「彗星物語」宮本輝
2002年 05月 19日
まさか「そのパクリではあるまいな?」と思った作品だが、
残念ながら「天までどどけ」の方がはるかにおもしろいのだが・・・。
ハンガリーの留学生を13人家族の家に泊めることになった3年間を描く。
つまらなくはないし、読み進めてしまうが、暇つぶしの本としての意義はあるが、
深い文学作品ではないので、残念ながら後に何も残らない。
深く何かを考えさせられる本ではない。まあテレビドラマにしたらおもしろいかもしれない。

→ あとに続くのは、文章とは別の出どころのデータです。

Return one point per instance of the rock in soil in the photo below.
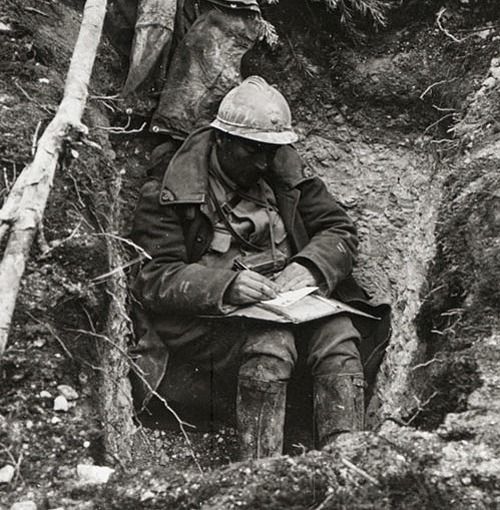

深いテーマがなくとも単なるエンターテインメント小説ならば、
もっともっと一つ一つの話を濃くして10巻ぐらいのシリーズにすべき。
書かれている視点がくるくる変わる。
母の心情を通した書き方が一番多いが、一番下の子供を通した書き方の部分もあり、
なんかその辺があまり一定していないことが、余計にあやふやにさせる。
通底した主人公から、家族それぞれを眺め渡していく方がわかりやすいかもしれない。
批評をすれば切りはないが、なぜ家に来たのが「ハンガリー人」だったがいまいち不明。
作者の共産主義に対する痛烈な批判を、共産主義国に住む若者に語らせるためなのか。
でもそれが主題なら、2巻程度で軽い話ばかりが出てくる中では、
この共産主義批判は唐突な感がある。
おもしろい仕掛けは、教育批判をするために、
自分の作品が出題された国語の問題を取りだし、作者自らが文句をつけるのを、
一番下の子に語らせるというのはおもしろいにはおもしろいが、
まあなんかそこにちょこっとだけそんな話を挿入されても、深くは印象に残らないし、
エンターテインメント小説にしては生々しい問題がでてきすぎるという欠点もある。
この大家族を冷静にみつめている犬の存在も、この作品の中では大きな意味があるのだろうし、
最後にこの犬が死ぬことによって物語を終わらせていることから、その重要度がわかるわけだが、
かといって犬の存在を中心に書かれているわけでもなく、その辺がすごく中途半端なのだな。
話したいことを詰めこみすぎで、一つ一つが軽薄になってしまうという、
愚を犯しているような気がする。